Ah, now I know I'm back home again...  BTW, the cheetah was leashed because it was an open pavilion show at the zoo.  I guess the insurance people insisted in protecting the humans in the audience too.  

Here's another: a Giant Eland, the world's largest antelope.


----------



## jedc53 (Apr 12, 2010)

You are a really good photographer.You have collect very nice photos.Its very beautiful pictures you've taken there at the Metro Zoo.What camera do you use? Metro Zoo is an awesome zoo. My favorite part is the aviary.


----------



## Zeabed (Apr 12, 2010)

jedc53 said:


> You are a really good photographer.You have collect very nice photos.Its very beautiful pictures you've taken there at the Metro Zoo.What camera do you use? Metro Zoo is an awesome zoo. My favorite part is the aviary.


 
Thank you jed.  I just take these photos for my own entertainment and to share with family and friends.  Usually, I take a 70-300mm zoom with me, but in this visit I didn't have much time to prepare and just grabbed my Canon 40D with the EF/S 60mm lens mounted on it.

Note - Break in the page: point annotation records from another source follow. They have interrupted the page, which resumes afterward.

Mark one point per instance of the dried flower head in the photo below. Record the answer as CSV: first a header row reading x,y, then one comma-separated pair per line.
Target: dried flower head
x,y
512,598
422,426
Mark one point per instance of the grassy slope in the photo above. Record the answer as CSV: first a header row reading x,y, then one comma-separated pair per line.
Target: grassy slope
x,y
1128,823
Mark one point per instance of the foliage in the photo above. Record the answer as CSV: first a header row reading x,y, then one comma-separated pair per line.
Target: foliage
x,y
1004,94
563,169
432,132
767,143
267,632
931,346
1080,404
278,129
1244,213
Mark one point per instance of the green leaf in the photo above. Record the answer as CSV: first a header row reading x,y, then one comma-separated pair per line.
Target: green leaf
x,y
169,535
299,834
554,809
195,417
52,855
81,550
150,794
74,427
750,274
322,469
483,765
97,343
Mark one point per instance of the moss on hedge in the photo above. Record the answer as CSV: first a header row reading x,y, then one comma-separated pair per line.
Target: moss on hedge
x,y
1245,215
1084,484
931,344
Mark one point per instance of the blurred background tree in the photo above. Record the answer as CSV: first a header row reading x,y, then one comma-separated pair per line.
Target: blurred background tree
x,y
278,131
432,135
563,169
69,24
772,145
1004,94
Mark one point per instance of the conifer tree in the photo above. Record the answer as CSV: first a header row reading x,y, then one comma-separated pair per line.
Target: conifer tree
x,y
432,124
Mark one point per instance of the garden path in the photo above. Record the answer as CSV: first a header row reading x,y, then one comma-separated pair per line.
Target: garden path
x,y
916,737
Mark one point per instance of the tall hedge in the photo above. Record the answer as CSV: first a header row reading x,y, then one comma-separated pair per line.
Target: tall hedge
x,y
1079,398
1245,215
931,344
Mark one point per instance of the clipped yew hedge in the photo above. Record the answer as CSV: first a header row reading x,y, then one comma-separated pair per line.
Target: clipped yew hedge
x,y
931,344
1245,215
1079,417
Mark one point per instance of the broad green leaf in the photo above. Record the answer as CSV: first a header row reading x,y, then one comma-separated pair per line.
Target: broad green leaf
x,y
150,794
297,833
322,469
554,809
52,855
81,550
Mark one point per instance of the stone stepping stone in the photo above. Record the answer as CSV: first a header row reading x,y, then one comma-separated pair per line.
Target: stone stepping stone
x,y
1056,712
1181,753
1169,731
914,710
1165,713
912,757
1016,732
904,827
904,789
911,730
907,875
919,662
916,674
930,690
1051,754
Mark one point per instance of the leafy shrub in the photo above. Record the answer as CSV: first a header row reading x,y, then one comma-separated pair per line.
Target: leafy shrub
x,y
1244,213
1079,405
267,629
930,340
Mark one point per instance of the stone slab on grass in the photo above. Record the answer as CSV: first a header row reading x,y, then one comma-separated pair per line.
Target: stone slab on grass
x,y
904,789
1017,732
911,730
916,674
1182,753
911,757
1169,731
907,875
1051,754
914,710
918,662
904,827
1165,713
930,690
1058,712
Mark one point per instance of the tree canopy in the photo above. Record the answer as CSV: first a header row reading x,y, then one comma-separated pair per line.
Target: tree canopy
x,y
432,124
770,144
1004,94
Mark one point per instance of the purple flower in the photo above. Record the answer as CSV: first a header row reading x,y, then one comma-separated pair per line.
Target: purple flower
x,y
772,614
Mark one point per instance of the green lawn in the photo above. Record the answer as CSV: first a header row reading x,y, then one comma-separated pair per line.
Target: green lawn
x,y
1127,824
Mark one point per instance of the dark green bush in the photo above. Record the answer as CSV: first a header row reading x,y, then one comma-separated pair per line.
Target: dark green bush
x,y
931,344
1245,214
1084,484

If you like Metro Zoo, you might want to check out the rest of my zoo photos to date:  Miami Metro Zoo - a set on Flickr


----------



## MAV90 (Apr 12, 2010)

Awesome shots, I can watch Chimps play and do what ever it is they do all day. I think most fascinating animals! 

The lighting is a bit harsh, but it's hard to get any pictures at a zoo with soft lighting, they open so late that by the time you start shooting the lighting is already blinding. And being In south Florida doesn't help either. Great shots none the less, porcupine was my favorite!


----------



## MAV90 (Apr 12, 2010)

how do you like that 70-300 btw?


----------



## PictureJewelry (Apr 12, 2010)

Did you shoot these on tripod. They are very sharp. Nice Job!


----------



## Zeabed (Apr 12, 2010)

Thank you Mav and PictureJ. It is an excellent lens, surprisingly sharp for a zoom, particularly so for a relatively affordable one. Check out this cropped image and judge further yourselves. BTW, this one of a pygmy hippo was taken in November 2008 with a Canon XTi. I downloaded this from the flickr page linked in my earlier post. You can check it out there and click on All Sizes to see the large version. Tack sharp.

Oh, almost forgot the last question.  No, no tripod.  This lens has IS (Image Stabilization).  I didn't have to zoom that much anyway; the animals down in their pads are usually just a few feet away from you.


----------